A potent Protein Kinase C modulator isolated from the bryozoan Bugula neritina
Bryostatin 2 is one of a series of cyclic macrolides isolated from the marine bryozoan Bugula neritina (Order Cheilostomata). This arborescent bryozoan is found in temperate and subtropical environments worldwide, but only B. neritina from California and the Gulf of Mexico is known to contain Bryostatins 1, 2, 3, 13 and 15 that are characterized by the C- 20 (E,E)-octa-2-dienoate ester (Pettit et al., 1983)
Bryostatin 2, a macrolide lactone, was first isolated from the bryozoan B. neritina by Pettit et al. (1983) and has recently been postulated to be a product of a bacterial symbiont present in the bryozoan (Davidson et al., 2001).
Schaufelberger et al. (1991) reported a novel scheme for the large-scale isolation of Bryostatin 1 from the bryozoan B. neritina. The reported procedure consists of several organic phase extraction and chromatographic purification steps that can be utilized through slight modifications for the isolation of Bryostatin 2. Subsequently, Bryostatin 2 can be converted to Bryostatin 1 by a selective protection and deprotection strategy of the C-26 hydroxyl group (Pettit, 1991).
Aphios (Castor, 1995, 1997, 1998, 2001) has improved the isolation of Bryostatin 2 from B. neritina utilizing near-critical and supercritical fluids as an alternative to conventional organic solvents techniques, which are time consuming, labor intensive and environmentally insensitive even at a laboratory scale.
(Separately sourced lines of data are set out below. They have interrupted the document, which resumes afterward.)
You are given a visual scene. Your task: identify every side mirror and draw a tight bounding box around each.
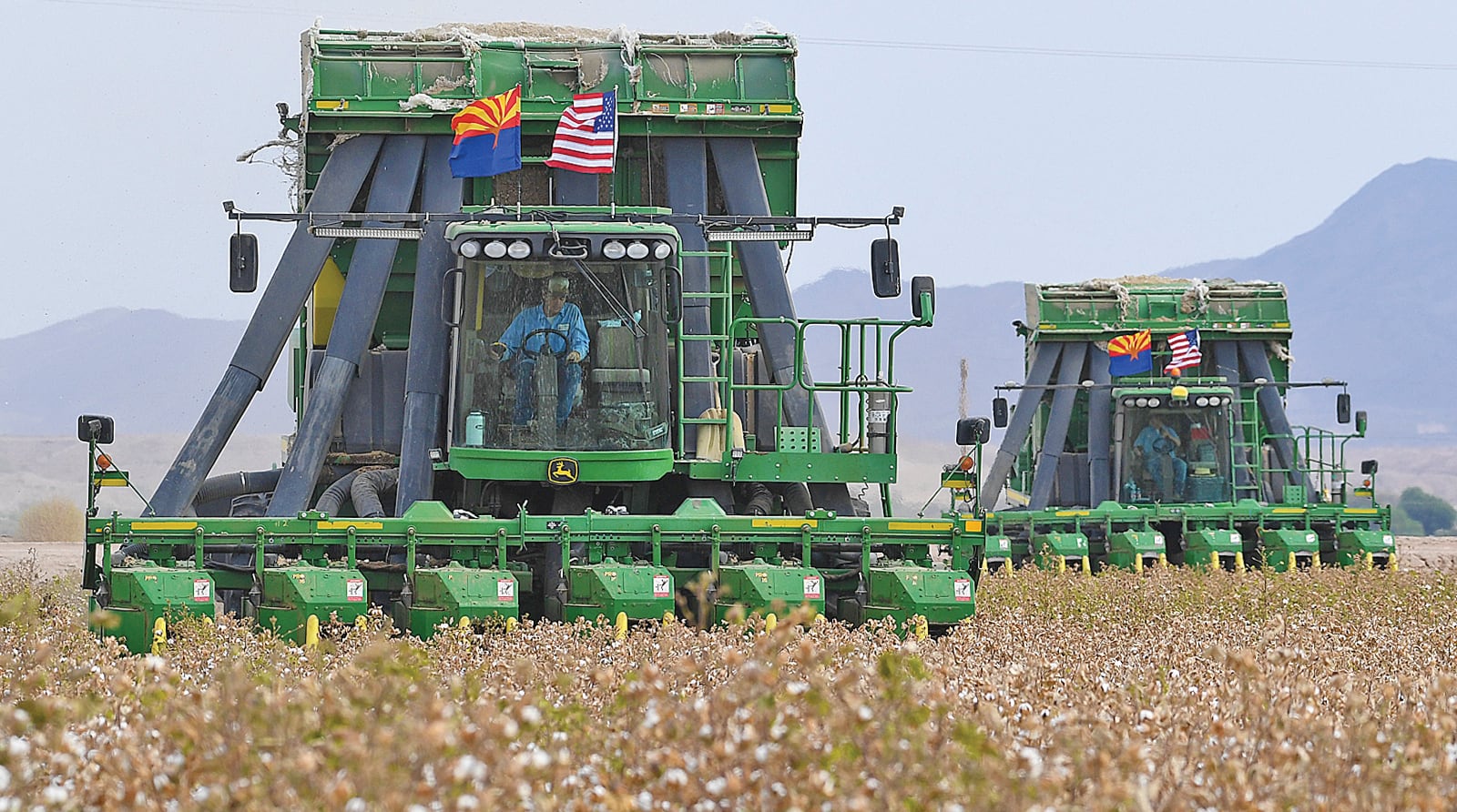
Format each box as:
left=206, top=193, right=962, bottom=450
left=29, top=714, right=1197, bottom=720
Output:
left=993, top=397, right=1007, bottom=428
left=663, top=268, right=683, bottom=324
left=956, top=418, right=993, bottom=445
left=440, top=268, right=464, bottom=328
left=228, top=231, right=258, bottom=292
left=911, top=277, right=935, bottom=321
left=76, top=415, right=117, bottom=445
left=870, top=238, right=901, bottom=299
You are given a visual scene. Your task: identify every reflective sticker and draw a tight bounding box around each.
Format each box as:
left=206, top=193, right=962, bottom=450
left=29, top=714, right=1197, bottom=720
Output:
left=804, top=574, right=825, bottom=600
left=952, top=578, right=972, bottom=601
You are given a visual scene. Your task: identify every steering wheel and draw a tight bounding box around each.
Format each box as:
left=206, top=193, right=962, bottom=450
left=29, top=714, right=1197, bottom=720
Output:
left=506, top=328, right=571, bottom=358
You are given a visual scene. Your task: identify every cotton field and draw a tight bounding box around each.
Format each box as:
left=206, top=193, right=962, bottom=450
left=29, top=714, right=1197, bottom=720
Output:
left=0, top=567, right=1457, bottom=810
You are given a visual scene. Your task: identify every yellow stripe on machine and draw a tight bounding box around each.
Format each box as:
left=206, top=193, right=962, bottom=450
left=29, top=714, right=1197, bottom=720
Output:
left=886, top=521, right=952, bottom=533
left=753, top=518, right=819, bottom=528
left=131, top=521, right=197, bottom=530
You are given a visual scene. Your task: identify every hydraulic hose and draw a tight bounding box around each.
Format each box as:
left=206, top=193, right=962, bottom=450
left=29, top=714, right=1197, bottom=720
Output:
left=350, top=469, right=399, bottom=518
left=313, top=470, right=360, bottom=516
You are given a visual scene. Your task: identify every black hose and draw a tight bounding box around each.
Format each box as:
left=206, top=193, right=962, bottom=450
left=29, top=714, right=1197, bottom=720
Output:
left=769, top=482, right=814, bottom=516
left=350, top=469, right=399, bottom=518
left=313, top=470, right=360, bottom=516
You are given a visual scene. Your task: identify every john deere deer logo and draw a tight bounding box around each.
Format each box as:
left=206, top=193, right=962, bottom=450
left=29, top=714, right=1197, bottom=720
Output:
left=546, top=457, right=577, bottom=484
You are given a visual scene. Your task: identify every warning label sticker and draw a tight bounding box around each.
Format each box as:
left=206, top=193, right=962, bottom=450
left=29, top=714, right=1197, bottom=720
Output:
left=953, top=578, right=972, bottom=601
left=804, top=574, right=825, bottom=598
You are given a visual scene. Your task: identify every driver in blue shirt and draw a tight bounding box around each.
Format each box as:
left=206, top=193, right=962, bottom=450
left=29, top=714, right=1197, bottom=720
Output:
left=1134, top=415, right=1189, bottom=501
left=490, top=277, right=587, bottom=426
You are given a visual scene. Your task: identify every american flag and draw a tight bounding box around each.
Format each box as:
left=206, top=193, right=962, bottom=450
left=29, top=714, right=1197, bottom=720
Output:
left=546, top=90, right=617, bottom=175
left=1164, top=330, right=1204, bottom=372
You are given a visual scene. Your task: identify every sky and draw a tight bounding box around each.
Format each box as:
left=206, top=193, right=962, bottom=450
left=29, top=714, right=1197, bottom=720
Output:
left=0, top=0, right=1457, bottom=338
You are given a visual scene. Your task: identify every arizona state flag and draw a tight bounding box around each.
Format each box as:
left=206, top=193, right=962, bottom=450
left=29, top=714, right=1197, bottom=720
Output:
left=1107, top=330, right=1154, bottom=375
left=450, top=85, right=522, bottom=178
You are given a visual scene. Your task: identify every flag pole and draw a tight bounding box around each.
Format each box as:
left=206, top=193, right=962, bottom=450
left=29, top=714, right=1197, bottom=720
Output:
left=607, top=85, right=622, bottom=217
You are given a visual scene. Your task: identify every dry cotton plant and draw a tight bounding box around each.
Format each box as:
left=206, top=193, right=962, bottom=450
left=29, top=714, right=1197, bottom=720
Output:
left=0, top=571, right=1457, bottom=810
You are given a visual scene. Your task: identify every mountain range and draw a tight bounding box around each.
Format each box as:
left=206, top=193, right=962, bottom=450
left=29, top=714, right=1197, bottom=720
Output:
left=0, top=158, right=1457, bottom=445
left=796, top=158, right=1457, bottom=445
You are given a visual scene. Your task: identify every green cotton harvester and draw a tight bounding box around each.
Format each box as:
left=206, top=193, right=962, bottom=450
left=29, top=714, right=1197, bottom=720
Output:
left=78, top=24, right=981, bottom=652
left=945, top=277, right=1396, bottom=571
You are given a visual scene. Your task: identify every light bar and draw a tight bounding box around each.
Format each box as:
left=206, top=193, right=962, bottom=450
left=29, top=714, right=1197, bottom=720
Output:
left=704, top=228, right=814, bottom=243
left=309, top=226, right=425, bottom=240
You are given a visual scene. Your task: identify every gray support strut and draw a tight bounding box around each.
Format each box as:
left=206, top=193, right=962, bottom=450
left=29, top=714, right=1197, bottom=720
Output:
left=663, top=138, right=714, bottom=452
left=395, top=136, right=462, bottom=516
left=978, top=343, right=1062, bottom=511
left=1027, top=342, right=1088, bottom=511
left=148, top=136, right=383, bottom=516
left=709, top=138, right=855, bottom=515
left=1087, top=343, right=1113, bottom=506
left=268, top=136, right=425, bottom=516
left=1211, top=340, right=1258, bottom=498
left=1240, top=340, right=1316, bottom=499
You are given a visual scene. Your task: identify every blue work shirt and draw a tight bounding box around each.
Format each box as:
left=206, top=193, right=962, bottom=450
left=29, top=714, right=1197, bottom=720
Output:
left=501, top=301, right=587, bottom=358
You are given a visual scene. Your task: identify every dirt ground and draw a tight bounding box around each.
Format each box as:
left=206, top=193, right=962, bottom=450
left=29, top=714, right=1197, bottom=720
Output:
left=0, top=535, right=1457, bottom=576
left=0, top=542, right=82, bottom=578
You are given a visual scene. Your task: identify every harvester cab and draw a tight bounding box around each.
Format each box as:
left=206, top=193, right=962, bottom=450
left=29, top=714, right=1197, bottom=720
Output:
left=83, top=24, right=981, bottom=651
left=1113, top=384, right=1234, bottom=505
left=979, top=277, right=1396, bottom=569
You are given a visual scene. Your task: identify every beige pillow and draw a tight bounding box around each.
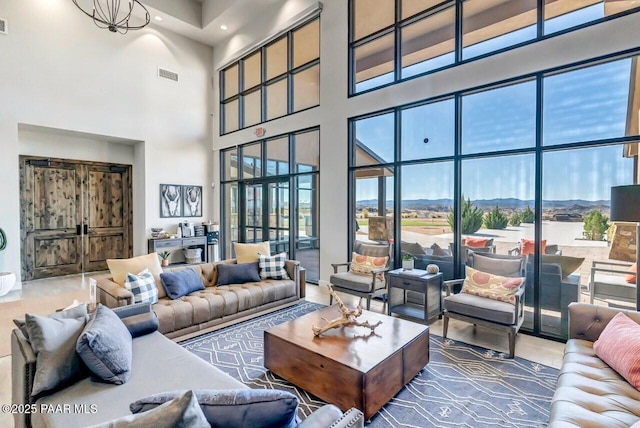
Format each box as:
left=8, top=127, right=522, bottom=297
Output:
left=233, top=241, right=271, bottom=263
left=107, top=253, right=167, bottom=298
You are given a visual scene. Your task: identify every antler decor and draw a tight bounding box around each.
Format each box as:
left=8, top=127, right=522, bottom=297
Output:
left=311, top=284, right=382, bottom=336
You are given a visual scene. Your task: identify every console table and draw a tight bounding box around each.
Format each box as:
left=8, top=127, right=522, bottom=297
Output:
left=387, top=268, right=442, bottom=323
left=149, top=236, right=209, bottom=263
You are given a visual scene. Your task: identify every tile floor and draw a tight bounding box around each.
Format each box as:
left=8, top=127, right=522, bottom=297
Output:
left=0, top=273, right=564, bottom=428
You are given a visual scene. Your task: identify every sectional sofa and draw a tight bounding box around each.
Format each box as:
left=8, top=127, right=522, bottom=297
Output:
left=11, top=304, right=364, bottom=428
left=97, top=254, right=304, bottom=338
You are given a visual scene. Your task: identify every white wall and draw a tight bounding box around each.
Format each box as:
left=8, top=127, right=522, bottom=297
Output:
left=214, top=0, right=640, bottom=279
left=0, top=0, right=213, bottom=288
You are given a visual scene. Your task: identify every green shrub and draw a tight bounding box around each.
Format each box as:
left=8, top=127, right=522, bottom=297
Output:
left=447, top=198, right=482, bottom=235
left=509, top=211, right=522, bottom=226
left=484, top=205, right=509, bottom=229
left=520, top=205, right=536, bottom=223
left=582, top=210, right=609, bottom=241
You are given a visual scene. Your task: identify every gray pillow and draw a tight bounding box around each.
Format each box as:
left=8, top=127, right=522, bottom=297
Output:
left=25, top=305, right=87, bottom=396
left=13, top=303, right=89, bottom=340
left=129, top=389, right=298, bottom=428
left=76, top=304, right=133, bottom=385
left=91, top=391, right=210, bottom=428
left=216, top=262, right=262, bottom=285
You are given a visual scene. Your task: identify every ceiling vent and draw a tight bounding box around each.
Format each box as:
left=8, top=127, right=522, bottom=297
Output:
left=158, top=67, right=178, bottom=82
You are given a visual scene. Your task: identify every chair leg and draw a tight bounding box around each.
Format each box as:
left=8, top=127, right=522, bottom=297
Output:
left=442, top=314, right=449, bottom=339
left=509, top=331, right=518, bottom=358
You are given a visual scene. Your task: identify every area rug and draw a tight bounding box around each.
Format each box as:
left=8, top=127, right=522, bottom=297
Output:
left=180, top=302, right=558, bottom=428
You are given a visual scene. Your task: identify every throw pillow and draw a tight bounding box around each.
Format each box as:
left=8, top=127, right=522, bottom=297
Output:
left=624, top=263, right=637, bottom=284
left=593, top=312, right=640, bottom=390
left=349, top=253, right=389, bottom=281
left=76, top=304, right=133, bottom=385
left=91, top=391, right=211, bottom=428
left=107, top=253, right=166, bottom=298
left=431, top=242, right=451, bottom=256
left=124, top=269, right=158, bottom=305
left=462, top=236, right=493, bottom=248
left=520, top=238, right=547, bottom=256
left=462, top=266, right=524, bottom=305
left=258, top=253, right=290, bottom=279
left=129, top=389, right=298, bottom=428
left=473, top=253, right=523, bottom=277
left=540, top=254, right=584, bottom=278
left=25, top=304, right=87, bottom=396
left=216, top=263, right=261, bottom=285
left=160, top=269, right=204, bottom=300
left=233, top=241, right=271, bottom=263
left=13, top=304, right=89, bottom=340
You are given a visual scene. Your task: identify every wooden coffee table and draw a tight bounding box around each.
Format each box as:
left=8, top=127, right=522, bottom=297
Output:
left=264, top=305, right=429, bottom=420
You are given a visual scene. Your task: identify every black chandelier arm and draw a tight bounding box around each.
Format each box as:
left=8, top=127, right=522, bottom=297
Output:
left=72, top=0, right=151, bottom=34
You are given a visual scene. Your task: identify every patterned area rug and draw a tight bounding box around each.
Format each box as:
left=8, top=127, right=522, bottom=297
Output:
left=180, top=302, right=558, bottom=428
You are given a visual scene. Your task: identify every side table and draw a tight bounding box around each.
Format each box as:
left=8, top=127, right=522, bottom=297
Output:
left=388, top=268, right=442, bottom=323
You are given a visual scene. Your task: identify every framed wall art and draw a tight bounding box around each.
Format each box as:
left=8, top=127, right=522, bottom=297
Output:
left=160, top=184, right=183, bottom=218
left=182, top=186, right=202, bottom=217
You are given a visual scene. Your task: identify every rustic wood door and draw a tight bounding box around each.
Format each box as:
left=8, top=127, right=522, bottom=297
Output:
left=20, top=156, right=132, bottom=279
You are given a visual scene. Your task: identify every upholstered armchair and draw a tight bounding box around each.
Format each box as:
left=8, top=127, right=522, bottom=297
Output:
left=329, top=241, right=389, bottom=310
left=443, top=252, right=525, bottom=358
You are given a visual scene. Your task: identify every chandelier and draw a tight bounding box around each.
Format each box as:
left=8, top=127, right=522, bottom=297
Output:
left=72, top=0, right=150, bottom=34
Bryostatin 2 is a macrocyclic lactone with anti-tumor properties and a potent activator of Protein Kinase C (PKC), which inhibits the growth of A549 cells (Dale et al., 1989). Bryostatin 2 has been documented to compete with phorbol ester binding to PKC at a Ki= 3.4 nM, a Ki value 1 order magnitude higher than Bryostatin 1, and antagonizes phorbol ester action (Jalava et al., 1990). Bryostatin 2 also exhibits growth inhibitory activity against several human cancer cell lines. It has been shown to inhibit DNA synthesis at 100 nM in SH-SY5Y human neuroblastoma cells (Jalava et al., 1990).
Other studies have shown that Bryostatin 2 can induce arachidonic acid release (Dell'Aquila et al., 1988). Bryostatin 2, along with Bryostatin 1, has been shown to synergistically act with recombinant B cell stimulatory factor-1 to cause differentiation and cytotoxic T lymphocyte development in naïve, resting lymph node T cells (Trenn et al., 1988).